Even the alumni have taken a bigger role within the program, according to Weinstein. He noted that alumni donations helped Parker replace the entire lightweight fleet.
So, while Parker highlighted that the program still has its challenges, he sounded content with the progress in the past handful of years. After all, it's only been six years since Columbia wasn't competing in the IRA championship at all.
But behind a culture shift, an emphasis on individual training, and genuine care for each member of the crew, Parker has built what he sought to create from the beginning: a committed, hungry team focused on the championship.

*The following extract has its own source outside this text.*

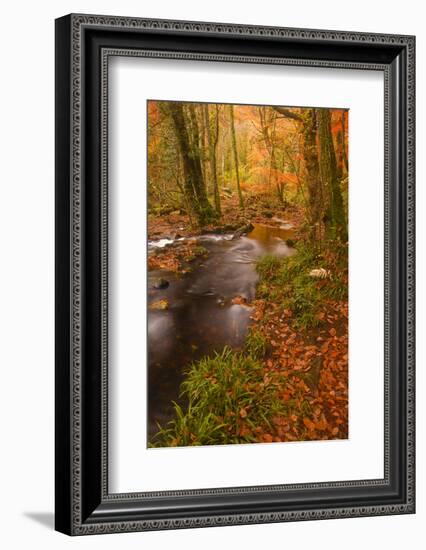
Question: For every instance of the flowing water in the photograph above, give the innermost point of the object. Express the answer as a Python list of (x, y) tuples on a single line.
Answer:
[(201, 317)]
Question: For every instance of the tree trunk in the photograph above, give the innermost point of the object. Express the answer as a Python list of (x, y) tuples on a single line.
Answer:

"One of the things I say often is, and I borrowed this from Britain's track and field coach: 'The coach's job is to take athletes from who they are into who they may become,'" Parker said. "I changed it for me—my role as a coach is to create an environment where the athlete can grow from who they are into who they may become."
A previous version of this article included inaccurate quotations from William Solberg. This has been updated.